Basic linear algebra
Basic calculus

The quest for numerical integration

There comes a point where our nice theoretical results, with closed formulas and all that jazz, are no longer sufficient to make a decision, give an estimate or complete our task. Sometimes we just need a number, a nicely written one using only digits, commas and some scientific notation for the adventurous. A particular class of problems that arises in obtaining our dear number is the one of numerical integration. Riemann and Lebesgue integrals are not particularly wieldy objects to begin with (that’s the reason why they’re plenty of fun, no?) and Ito integrals are even worse. In fact, for Ito intergrals, it’s quite hard to even state what a solution written with just digits is. Do we want a path-wise solution or do we just need some statistical properties to hold? We will try to get a grasp of all this tough stuff. But every nice journey begins with, well… the beginning.
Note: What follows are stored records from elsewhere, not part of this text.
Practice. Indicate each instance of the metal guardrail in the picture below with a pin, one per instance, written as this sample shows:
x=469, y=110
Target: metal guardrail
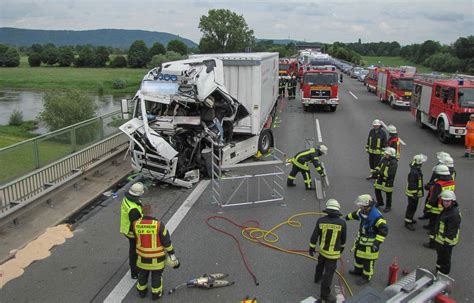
x=20, y=192
x=24, y=157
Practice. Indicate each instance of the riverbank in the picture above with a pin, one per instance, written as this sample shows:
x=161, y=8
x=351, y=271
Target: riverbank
x=93, y=80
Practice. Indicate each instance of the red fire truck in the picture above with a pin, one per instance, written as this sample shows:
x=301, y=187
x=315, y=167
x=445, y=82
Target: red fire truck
x=371, y=79
x=443, y=104
x=395, y=84
x=320, y=87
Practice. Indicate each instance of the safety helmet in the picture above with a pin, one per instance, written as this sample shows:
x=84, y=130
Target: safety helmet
x=333, y=204
x=323, y=149
x=420, y=158
x=392, y=129
x=440, y=155
x=390, y=151
x=137, y=189
x=448, y=161
x=442, y=170
x=363, y=200
x=448, y=195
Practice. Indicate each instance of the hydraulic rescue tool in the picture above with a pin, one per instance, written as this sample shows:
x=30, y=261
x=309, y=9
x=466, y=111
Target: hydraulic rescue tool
x=206, y=281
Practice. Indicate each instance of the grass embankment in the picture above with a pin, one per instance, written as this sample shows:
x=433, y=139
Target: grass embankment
x=394, y=62
x=61, y=78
This is part of a series of 3 articles:

🙋‍♂️ Numerical (algebraic) interpolation, the basis for numerical integration;
Numerical approximation of Riemann integrals;
Numerical approximation of Ito integrals, specifically targeting the issue of finding a weakly converging approximation scheme for processes built on the browninan motion (spoiler: this is what we need to price our beloved financial products).

This time we are going to face the task of algebraic interpolation. While this article is going to be pretty far from being exhaustive (to be honest, there are 300 pages long books about interpolation which are pretty far from being exhaustive), it will serve as a starting point for our journey and I hope it will stimulate your curiosity. Well, enough preambles: 1, 2, 3, take a deep breath and… let’s get going!
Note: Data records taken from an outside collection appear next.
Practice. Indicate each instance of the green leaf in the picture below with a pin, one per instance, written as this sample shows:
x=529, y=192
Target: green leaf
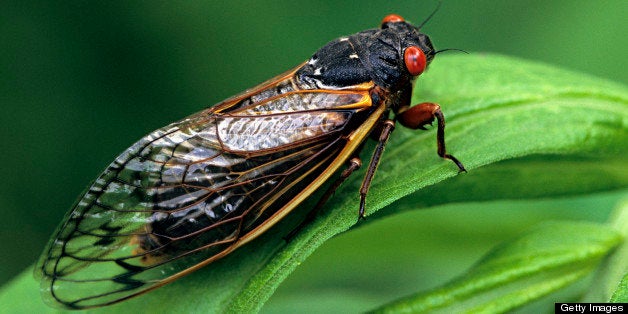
x=497, y=108
x=610, y=282
x=621, y=293
x=541, y=261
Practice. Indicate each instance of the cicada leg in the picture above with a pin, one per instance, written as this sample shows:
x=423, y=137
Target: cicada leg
x=423, y=114
x=387, y=127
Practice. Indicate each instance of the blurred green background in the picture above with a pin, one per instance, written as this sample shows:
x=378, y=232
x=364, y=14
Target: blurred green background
x=81, y=81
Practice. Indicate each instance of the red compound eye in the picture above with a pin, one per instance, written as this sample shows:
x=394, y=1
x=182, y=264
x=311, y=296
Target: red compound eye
x=415, y=60
x=392, y=18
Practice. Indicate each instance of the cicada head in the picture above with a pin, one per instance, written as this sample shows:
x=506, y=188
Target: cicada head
x=390, y=56
x=399, y=53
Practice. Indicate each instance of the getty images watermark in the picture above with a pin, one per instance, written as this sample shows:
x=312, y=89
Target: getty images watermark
x=591, y=308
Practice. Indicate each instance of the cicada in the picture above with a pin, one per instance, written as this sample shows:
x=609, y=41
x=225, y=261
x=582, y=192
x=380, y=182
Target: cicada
x=192, y=192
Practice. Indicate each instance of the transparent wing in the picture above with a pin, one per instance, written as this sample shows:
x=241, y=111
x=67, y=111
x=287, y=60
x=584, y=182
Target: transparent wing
x=185, y=194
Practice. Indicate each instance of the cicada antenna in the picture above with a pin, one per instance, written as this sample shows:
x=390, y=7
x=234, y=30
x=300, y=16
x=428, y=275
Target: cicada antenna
x=431, y=15
x=450, y=49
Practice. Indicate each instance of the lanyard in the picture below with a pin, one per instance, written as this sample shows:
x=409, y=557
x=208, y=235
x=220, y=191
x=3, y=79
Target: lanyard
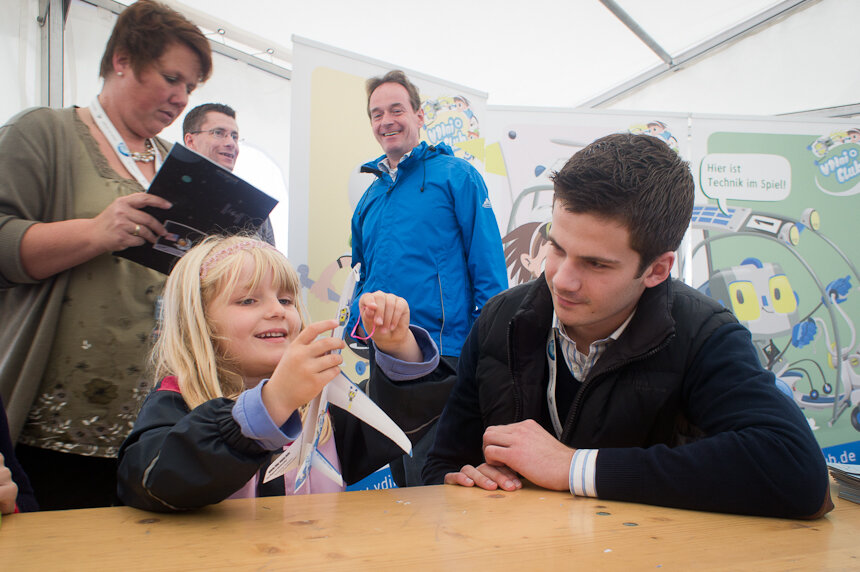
x=550, y=388
x=118, y=145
What even is interpolation?

The problem of interpolation arises when we want to find a function \(f(x)\) such that given a point cloud \((x_{i},y_{i})_{i = 1, 2, 3, \dots}\) we have \(f(x_{i})=y_{i}\). In particular, algebraic interpolation is the issue of finding \(f\) among the family of polynomials or piecewise polynomial functions. When the function is only piecewise polynomial, we are talking about spline interpolation. A case of particular interest is when there exists a known function \(\varphi(x)\) such that \(y = \varphi(x)\), where \(\varphi(x)\) has some unpleasant properties that make it difficult to evaluate. Another scenario where interpolation is useful is when \(\varphi(x)\) has some known properties but doesn’t allow for an explicit closed form. In this case we may still want to use a polynomial to approximate \(\varphi\), since polynomials are easy to handle and evaluate. There will be errors in doing this: we are going to measure them using the \(\infty\)-norm.
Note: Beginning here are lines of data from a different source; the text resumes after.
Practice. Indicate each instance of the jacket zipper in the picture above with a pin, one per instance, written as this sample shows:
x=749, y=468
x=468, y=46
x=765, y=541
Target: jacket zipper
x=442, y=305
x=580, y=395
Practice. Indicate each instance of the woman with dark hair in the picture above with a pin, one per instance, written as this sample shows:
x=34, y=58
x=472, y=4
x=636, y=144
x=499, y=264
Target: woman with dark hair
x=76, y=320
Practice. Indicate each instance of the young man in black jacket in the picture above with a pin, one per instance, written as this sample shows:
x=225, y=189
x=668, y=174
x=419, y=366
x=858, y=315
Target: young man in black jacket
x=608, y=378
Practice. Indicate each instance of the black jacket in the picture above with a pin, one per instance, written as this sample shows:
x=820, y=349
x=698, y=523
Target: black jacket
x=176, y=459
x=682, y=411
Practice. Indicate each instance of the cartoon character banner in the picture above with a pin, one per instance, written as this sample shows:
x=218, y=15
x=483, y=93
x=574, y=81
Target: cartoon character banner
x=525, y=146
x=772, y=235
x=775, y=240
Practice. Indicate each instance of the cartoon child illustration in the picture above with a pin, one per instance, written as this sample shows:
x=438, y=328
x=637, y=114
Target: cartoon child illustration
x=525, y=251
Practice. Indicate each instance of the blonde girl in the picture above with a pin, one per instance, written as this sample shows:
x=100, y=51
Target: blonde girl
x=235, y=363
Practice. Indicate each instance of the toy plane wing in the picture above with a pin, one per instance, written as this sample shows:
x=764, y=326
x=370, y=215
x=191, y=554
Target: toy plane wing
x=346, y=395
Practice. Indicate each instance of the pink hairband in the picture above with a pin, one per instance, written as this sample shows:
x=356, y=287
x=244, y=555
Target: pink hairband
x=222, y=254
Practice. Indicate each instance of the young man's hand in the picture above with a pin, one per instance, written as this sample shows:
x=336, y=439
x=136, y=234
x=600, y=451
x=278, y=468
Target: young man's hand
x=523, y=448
Definition. (Approximation error)

Given an interval \(I \subset \mathbb{R}\) and a function \(\varphi: I \to \mathbb{R}\) we define the approximation error obtained approximating \(\varphi\) over \(I\) using a polynomial \(f\), \(E(f;\varphi)_{I}\) as

\begin{equation} E_{I}(f; \varphi) = \| f - \varphi \| _{ \infty } \restriction _{I} \end{equation}

∎

This is our first glimpse of the essential nature of numerical analysis: knowing that you are wrong and by how much is even more important than the number you get at the end. Just as a note, sometimes you may mitigate this limitation of numerical analysis using tools like symbolic machine algebra. In theory, we can be quite successful at approximating functions by polynomials, we just need our functions to be continuous:

Theorem. (Weierstrass Theorem on approximation errors)

Let \(\varphi\) be a continuous function on some interval \(I\). Then for any \(\varepsilon > 0\) there exists \(n \in \mathbb{N}\) and a polynomial \(P_n\) of degree \(n\) such that \(E_{I}(P_n; \varphi) < \varepsilon\)

∎

J-L. Lagrange in 1795 had the brilliant idea to define a vector space of polynomials with degree equal to the number of points in the cloud minus one. Lagrange polynomials have the nice property of having unit value on the various \(x_{i}\), and they constitute a basis for the linear space of polynomials, so that the interpolating polynomial is just a vector whose components are the \(y_{i}\). They look as follows:

Definition. (Lagrange polynomials)

Given a point cloud \((x_{i},y_{i})_{i = 1, 2, 3, \dots, n}\) we define the Lagrange basis of the \(n\)-degree polynomials space as

\begin{equation} l_{k}=\frac{\pi_{n}(x)}{\pi_{n}’(x) (x-x_{k})} \end{equation}

where \(\pi_{n}=(x-x_{1})(x-x_{2}) \dots (x-x_{n})\).

∎

Evaluating the Lagrange interpolating polynomial \(L_{n}=y_{1}l_{1} + \dots + y_{n}l_{n}\) has computational complexity \(\mathcal{O}(n^{2})\), which is quite nice. Anything polynomial is actually nice, NP-hard problems are a massive issue.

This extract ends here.